BURNABY — When a team goes to penalty kicks to win the two biggest games of its season in back-to-back fashion within a span of about four-and-half-hours, so much of it comes down to mind over matter.
And perhaps no one brought more mental tenacity to the turf at the Burnaby Lake Sports Complex for the B.C. senior boys high school Coastal AA championship final than one of the smallest big-match players your apt to see anywhere.
Brentwood College Grade 11 forward Avik Bakshi attempted to sell his height as “optimistically 5-foot-5,” and while it’s very clear he’s hovering more in the range of about 5-foot-2, he was a giant when he needed to be, scoring both his team’s regulation-time goal and the decisive penalty-kicks winner in leading his team to a 1-1 (4-1 penalty kicks) victory over Campbell River’s Carihi Tyees.
While the win does not go down as a B.C. championship due to the absence of the non-Mainland, Fraser Valley and Vancouver Island schools, it is in fact the first time that Brentwood College (the only school in B.C. without a nickname) has won the season-ending boys soccer competition staged at Burnaby Lakes for AA-tiered schools. It had, in fact, never even played in the final until Tuesday.
Irregardless, Brentwood’s road to the title was no walk in the park, as it won four games in two days when quite literally, just one loss over the opening day’s pool play would put top spot out of reach at this season’s compacted 12-team event.
Brentwood College started the day at 11:45 a.m. with a 1-1 (6-5 penalty kicks) victory over defending B.C. champion Notre Dame, and by the time Bakshi stepped up to decide the game from the spot against Carihi, it was around 4:30 p.m.
“He is a fantastic dribbler,” said Brentwood College head coach Wes Barrett when asked about Bakshi after the match. “He can play anywhere in the final third, be it the wing, at the No. 10… he is shifty, he plays so well side-to-side and Carihi knows it.”
In the first half, however, winger Owen Shlesinger played the set-up role to perfection, allowing Bakshi to put his team ahead 1-0 at the break.
“I just saw him go and so I yelled for a cross and really committed to it,” Bakshi continued, nodding the ball home deep inside the six-yard box to the left side.
Carihi, which got two goals in the final 10 minutes — from Sacha Deschanes and Emile Abele — to snap a scoreless draw and beat Maple Ridge’s Westview Wildcats 2-0 in the day’s other semifinal, indeed knew Brentwood College better than any team in the entire 12-team draw, having beaten them recently by a 2-1 score in the North Island championship final.

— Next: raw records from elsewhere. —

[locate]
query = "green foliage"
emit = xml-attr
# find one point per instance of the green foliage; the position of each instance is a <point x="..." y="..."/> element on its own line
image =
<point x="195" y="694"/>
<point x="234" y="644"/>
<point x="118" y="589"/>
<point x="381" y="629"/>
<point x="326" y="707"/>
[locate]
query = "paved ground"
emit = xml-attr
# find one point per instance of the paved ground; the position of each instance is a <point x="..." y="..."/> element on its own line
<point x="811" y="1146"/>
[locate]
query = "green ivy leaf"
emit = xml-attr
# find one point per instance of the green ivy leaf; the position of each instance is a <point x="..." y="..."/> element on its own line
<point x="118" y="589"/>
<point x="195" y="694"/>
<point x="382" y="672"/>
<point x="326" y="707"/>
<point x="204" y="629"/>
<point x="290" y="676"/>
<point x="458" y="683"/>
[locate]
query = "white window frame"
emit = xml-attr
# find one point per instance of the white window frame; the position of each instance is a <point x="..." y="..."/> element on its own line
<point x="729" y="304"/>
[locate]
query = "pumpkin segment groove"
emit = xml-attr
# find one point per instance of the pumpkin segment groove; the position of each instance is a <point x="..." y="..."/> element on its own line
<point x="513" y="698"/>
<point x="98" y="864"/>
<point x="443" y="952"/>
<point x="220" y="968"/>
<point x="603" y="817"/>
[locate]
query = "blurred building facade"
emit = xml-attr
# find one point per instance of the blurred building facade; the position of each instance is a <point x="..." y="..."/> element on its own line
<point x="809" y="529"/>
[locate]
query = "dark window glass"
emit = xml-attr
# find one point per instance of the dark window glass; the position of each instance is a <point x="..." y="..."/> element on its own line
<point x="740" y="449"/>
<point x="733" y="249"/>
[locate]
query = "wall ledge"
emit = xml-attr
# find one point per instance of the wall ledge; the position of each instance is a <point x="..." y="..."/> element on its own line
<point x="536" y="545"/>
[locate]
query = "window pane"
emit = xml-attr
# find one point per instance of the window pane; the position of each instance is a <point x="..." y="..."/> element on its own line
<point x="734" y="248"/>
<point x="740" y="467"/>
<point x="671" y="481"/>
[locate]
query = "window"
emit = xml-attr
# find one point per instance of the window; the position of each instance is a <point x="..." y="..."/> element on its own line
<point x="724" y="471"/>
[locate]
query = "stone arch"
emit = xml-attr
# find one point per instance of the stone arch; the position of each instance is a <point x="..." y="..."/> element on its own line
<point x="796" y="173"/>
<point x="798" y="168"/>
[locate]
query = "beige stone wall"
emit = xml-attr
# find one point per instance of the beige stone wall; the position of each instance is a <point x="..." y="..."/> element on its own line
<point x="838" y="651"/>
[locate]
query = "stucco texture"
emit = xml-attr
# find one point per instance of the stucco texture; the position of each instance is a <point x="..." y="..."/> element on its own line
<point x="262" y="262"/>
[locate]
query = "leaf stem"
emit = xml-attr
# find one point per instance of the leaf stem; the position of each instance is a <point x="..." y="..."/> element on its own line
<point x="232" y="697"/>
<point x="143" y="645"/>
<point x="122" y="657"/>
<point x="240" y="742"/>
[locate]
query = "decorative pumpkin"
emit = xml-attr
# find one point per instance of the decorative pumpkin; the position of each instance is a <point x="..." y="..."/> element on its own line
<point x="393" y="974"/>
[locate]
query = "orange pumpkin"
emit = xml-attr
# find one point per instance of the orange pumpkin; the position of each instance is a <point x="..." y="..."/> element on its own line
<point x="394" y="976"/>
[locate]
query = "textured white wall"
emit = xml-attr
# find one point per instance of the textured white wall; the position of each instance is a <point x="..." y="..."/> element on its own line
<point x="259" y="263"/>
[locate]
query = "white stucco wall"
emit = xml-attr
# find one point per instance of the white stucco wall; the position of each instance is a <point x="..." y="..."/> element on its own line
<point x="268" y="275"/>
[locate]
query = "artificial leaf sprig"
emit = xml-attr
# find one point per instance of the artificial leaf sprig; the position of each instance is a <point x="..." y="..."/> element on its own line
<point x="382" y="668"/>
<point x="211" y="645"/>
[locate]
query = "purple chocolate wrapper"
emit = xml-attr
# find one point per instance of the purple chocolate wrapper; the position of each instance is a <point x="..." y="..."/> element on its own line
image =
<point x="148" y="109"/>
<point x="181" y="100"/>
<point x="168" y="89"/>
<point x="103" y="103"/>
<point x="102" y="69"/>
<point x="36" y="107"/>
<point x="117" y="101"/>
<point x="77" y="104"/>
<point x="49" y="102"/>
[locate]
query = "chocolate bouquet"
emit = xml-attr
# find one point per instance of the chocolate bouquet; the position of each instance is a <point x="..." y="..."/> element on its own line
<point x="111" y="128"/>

And after Bakshi had staked his team to a 1-0 halftime lead, the Tyees were the ones dominating huge stretches of the second half, testing Brentwood College keeper Dylan Gage point-blank on a pair of occasions.
But then with two minutes remaining in regulation, Carihi’s Sam Borrie was able to knot the score and force what would be a scoreless overtime.
“In the second half, I thought we had more control,” said Carihi head coach Ray Wilson, but when you get to PK’s you never know. Our strength was goal-scoring, and although we lapsed a bit here and there, I don’t think we were picked here. Overall we had a pretty good season, but at this point, it’s a little hard to celebrate that.”
Brentwood head coach Wes Barrett applauded his team’s tenacity to pull through the grind of back-to-back” overtime games.
“It seems to happen in finals all the time, and it’s a war of attrition,” Barrett said. “It’s about keeping your legs, and trying to keep your heads a little bit longer.
Notre Dame defeated Westview to finish third.
The 16-team B.C. senior boys AAA Coastal championships begin Thursday at Burnaby Lake.